One of those sayings we have is "PAL SOCKS"; our homemade definition for socks that have lost their elasticity and sag around the ankles. Say PAL SOCKS around my family and you will hear raucous, I-lost-my-breath kinda' laughter. When our laughter finally quiets and the neighbors are enjoying the peace, we're hearing the echo of "HIYA PAL" in our hearts and minds.

Just to let you in on the family secret, I will actually divulge the origination of this story.  Usually we siblings laugh hysterically and ignore the outsiders, who feign indifference, but are internally longing to understand the catalyst of the giggle fit.

When we six were very young, constantly hovering around the house, in the house, on the house, in the yard, on the roof, in the trees and under the porch, the neighbor kids realized it was a good place to hang out. Mom and Dad were kind to the neighbor kids and sometimes even fed them.

Donny was one that occasionally wandered in our yard, but not to join the kids' activities. He was fascinated with my Dad, who left the garage door open on warm days and was busy with power tools, making and fixing things for his rambunctious family. It was my first encounter with someone who was handicapped, yet my parents acceptance of him made it a non-issue in my four-year-old mind.
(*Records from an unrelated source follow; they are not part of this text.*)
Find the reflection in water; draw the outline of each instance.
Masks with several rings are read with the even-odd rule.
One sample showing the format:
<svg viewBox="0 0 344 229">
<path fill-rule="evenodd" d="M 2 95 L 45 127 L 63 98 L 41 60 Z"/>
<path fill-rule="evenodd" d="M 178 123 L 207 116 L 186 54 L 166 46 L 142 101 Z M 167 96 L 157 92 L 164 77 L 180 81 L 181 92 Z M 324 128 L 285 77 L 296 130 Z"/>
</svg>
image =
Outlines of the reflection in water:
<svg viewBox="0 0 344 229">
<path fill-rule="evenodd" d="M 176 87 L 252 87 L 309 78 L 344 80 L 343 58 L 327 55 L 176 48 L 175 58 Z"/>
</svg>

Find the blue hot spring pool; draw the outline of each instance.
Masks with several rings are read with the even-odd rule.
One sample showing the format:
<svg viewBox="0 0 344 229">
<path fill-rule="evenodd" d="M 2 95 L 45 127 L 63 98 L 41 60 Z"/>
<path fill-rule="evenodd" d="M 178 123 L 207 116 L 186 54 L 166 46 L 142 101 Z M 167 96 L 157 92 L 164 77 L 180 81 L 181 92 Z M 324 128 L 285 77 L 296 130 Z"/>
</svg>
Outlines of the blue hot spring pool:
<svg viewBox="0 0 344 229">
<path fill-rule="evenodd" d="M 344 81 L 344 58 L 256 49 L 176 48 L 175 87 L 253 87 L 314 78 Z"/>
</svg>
I remember Donny standing in the driveway, joyously greeting my Dad with "HIYA, PAL!" then, "WHACHU DOIN?" his face emblazoned with an all-teeth-showing smile. When he visited, I always looked up first. Way up,because he was tall. I loved his smile and was fascinated that his voice didn't quite sound like mine.

Then, I always looked down. Donny had loved holes into the toes of his cherished cowboy boots. Because his boots had holes in the toes, his socks always poked through the end. Because his socks lacked elastic, they continuously slid down during the day until a lot of sock would be flopping around on the end. (I'm sure the older we get, the more sock we remember hanging through the end.)

On days when he could be convinced not to wear his cowboy boots, he wore sandals. Sandals with the socks with no elastic. Sandals that allowed more sock to surrender in the wind than the cowboy boots allowed.

Always concerned for safety, I remember my Dad once patiently instructing Donny how to pull his boots off, pull his socks up, then put his boots back on. I didn't understand then, but now I speculate my Dad was sure Donny would fall and endanger his life on one of his power tools or accidentally strangle himself or get the socks caught in an escalator or shoot his eye out.

But, for the rest of our lives, worn out socks were happily synonomous with Donny's friendly greeting, "HIYA, PAL!" Like Pavlov's dog, when we see socks that need to go into the rag bag, we are warmed with memories of unconditional friendship given and received.
While I was visiting my parents this summer, my Dad stirred up the memories and the laughter by walking onto the patio one morning with PAL SOCKS!
 Ever-frugal, he is unable to admit these socks should be used with Pledge Furniture Polish or wrapped around a sore-throat sufferer's neck that has been slathered in Vick's Vapor Rub. Yes, another wierd family eccentricity.
But, the  laughter warmed out hearts because,
 it's about more than just socks.

It's about remembering Donny, our PAL.